Most genome-wide association studies (GWAS) and transcriptome-wide association studies (TWAS) focus on European populations; however, these results cannot always be accurately applied to non-European populations due to genetic architecture differences. Using GWAS summary statistics in the Population Architecture using Genomics and Epidemiology study, which comprises ∼50,000 Hispanic/Latinos, African Americans, Asians, Native Hawaiians, and Native Americans, we perform TWAS to determine gene-trait associations. We compared results using three transcriptome prediction models derived from Multi-Ethnic Study of Atherosclerosis populations: the African American and Hispanic/Latino (AFHI) model, the European (EUR) model, and the African American, Hispanic/Latino, and European (ALL) model. We identified 240 unique significant trait-associated genes. We found more significant, colocalized genes that replicate in larger cohorts when applying the AFHI model than the EUR or ALL model. Thus, TWAS with population-matched transcriptome models have more power for discovery and replication, demonstrating the need for more transcriptome studies in diverse populations.
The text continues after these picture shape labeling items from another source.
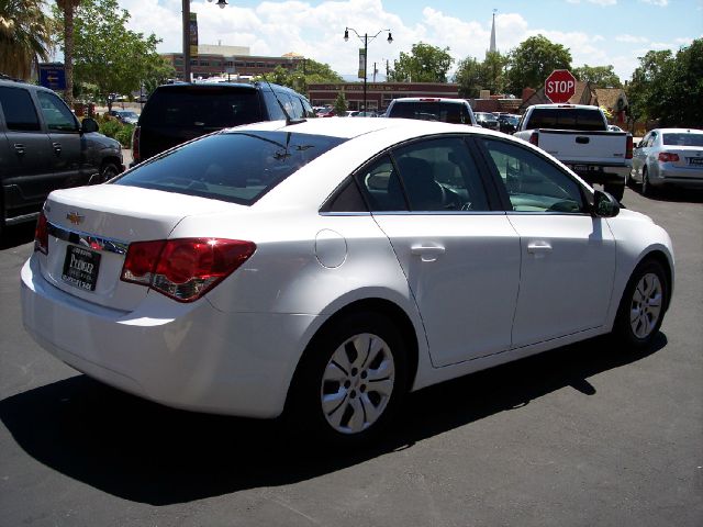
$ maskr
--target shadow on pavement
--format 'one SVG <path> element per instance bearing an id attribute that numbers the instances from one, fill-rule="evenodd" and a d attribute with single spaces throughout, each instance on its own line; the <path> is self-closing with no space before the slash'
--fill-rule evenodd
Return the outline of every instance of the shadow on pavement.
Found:
<path id="1" fill-rule="evenodd" d="M 21 223 L 11 227 L 3 227 L 0 237 L 0 249 L 9 249 L 34 240 L 36 222 Z"/>
<path id="2" fill-rule="evenodd" d="M 589 377 L 666 344 L 659 334 L 650 350 L 634 354 L 599 337 L 422 390 L 381 442 L 355 452 L 294 441 L 279 422 L 167 408 L 86 375 L 0 401 L 0 418 L 51 469 L 124 500 L 167 505 L 331 473 L 565 386 L 592 396 Z"/>

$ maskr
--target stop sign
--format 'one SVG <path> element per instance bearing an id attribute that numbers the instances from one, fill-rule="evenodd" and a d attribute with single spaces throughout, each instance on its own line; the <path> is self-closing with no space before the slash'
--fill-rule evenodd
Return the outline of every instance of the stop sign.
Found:
<path id="1" fill-rule="evenodd" d="M 567 102 L 576 93 L 576 78 L 568 69 L 555 69 L 545 80 L 545 96 L 551 102 Z"/>

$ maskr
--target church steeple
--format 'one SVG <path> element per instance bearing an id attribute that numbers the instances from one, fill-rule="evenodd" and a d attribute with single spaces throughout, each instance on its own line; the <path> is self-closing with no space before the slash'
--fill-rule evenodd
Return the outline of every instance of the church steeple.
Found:
<path id="1" fill-rule="evenodd" d="M 494 53 L 498 52 L 498 48 L 495 47 L 495 12 L 498 11 L 498 9 L 493 10 L 493 25 L 491 26 L 491 47 L 489 48 L 489 52 Z"/>

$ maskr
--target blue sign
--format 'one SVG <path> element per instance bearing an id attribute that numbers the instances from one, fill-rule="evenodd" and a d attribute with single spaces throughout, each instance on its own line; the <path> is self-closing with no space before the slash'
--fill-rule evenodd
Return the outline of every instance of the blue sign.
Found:
<path id="1" fill-rule="evenodd" d="M 63 64 L 40 64 L 40 85 L 51 90 L 66 89 L 66 70 Z"/>

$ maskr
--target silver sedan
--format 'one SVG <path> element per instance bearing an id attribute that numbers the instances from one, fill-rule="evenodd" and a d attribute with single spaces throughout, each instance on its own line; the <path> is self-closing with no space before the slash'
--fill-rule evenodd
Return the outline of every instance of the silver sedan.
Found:
<path id="1" fill-rule="evenodd" d="M 633 168 L 627 182 L 640 183 L 645 195 L 650 194 L 654 187 L 703 189 L 703 131 L 650 131 L 633 153 Z"/>

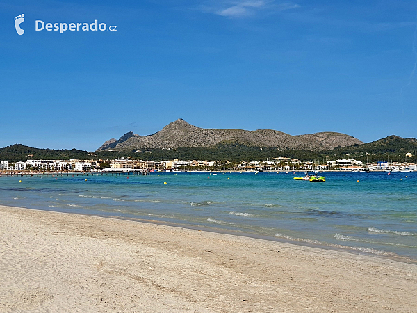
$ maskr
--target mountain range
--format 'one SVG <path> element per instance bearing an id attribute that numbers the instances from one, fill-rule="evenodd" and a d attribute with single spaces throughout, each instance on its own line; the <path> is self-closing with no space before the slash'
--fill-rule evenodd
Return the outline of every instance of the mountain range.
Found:
<path id="1" fill-rule="evenodd" d="M 363 143 L 354 137 L 341 133 L 320 132 L 291 136 L 272 129 L 205 129 L 192 125 L 179 118 L 152 135 L 140 136 L 131 131 L 118 140 L 108 140 L 97 151 L 204 147 L 231 142 L 254 147 L 308 150 L 330 150 L 337 147 Z"/>

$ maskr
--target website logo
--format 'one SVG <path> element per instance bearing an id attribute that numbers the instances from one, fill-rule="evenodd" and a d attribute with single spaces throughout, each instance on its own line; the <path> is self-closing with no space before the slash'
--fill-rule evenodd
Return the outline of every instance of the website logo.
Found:
<path id="1" fill-rule="evenodd" d="M 15 17 L 15 27 L 18 35 L 23 35 L 24 33 L 24 30 L 20 28 L 20 24 L 23 21 L 24 21 L 24 14 Z"/>
<path id="2" fill-rule="evenodd" d="M 64 31 L 117 31 L 117 26 L 116 25 L 111 25 L 108 27 L 106 23 L 99 23 L 96 19 L 92 23 L 45 23 L 44 21 L 37 19 L 35 21 L 35 31 L 41 31 L 44 29 L 47 31 L 59 31 L 60 33 L 63 33 Z"/>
大多数全基因组和转录组范围的关联研究（GWAS，TWAS）都集中在欧洲人群。但是，由于基因结构的差异，这些结果不能总是准确地应用于非欧洲人口。使用GWAS汇总统计数据进行的使用基因组学和流行病学（PAGE）研究的人口结构研究（包括50,000左右的西班牙裔/拉丁美洲人，非裔美国人，亚洲人，夏威夷原住民和美洲原住民），我们执行TWAS来确定基因-性状关联。我们使用源自多族裔动脉粥样硬化研究（MESA）的三种转录组预测模型比较了结果：非裔美国人和西班牙裔/拉丁美洲人（AFHI）模型，欧洲（EUR）模型以及非裔美国人，西班牙裔/拉丁美洲人和欧洲（ALL）模型。我们确定了240个独特的显着性状相关基因。我们发现，应用AFHI模型时，与EUR或ALL模型相比，在更大的队列中可以复制的更重要的共定位基因。因此，具有群体匹配的转录组模型的TWAS具有更大的发现和复制能力，这表明需要在不同的人群中进行更多的转录组研究。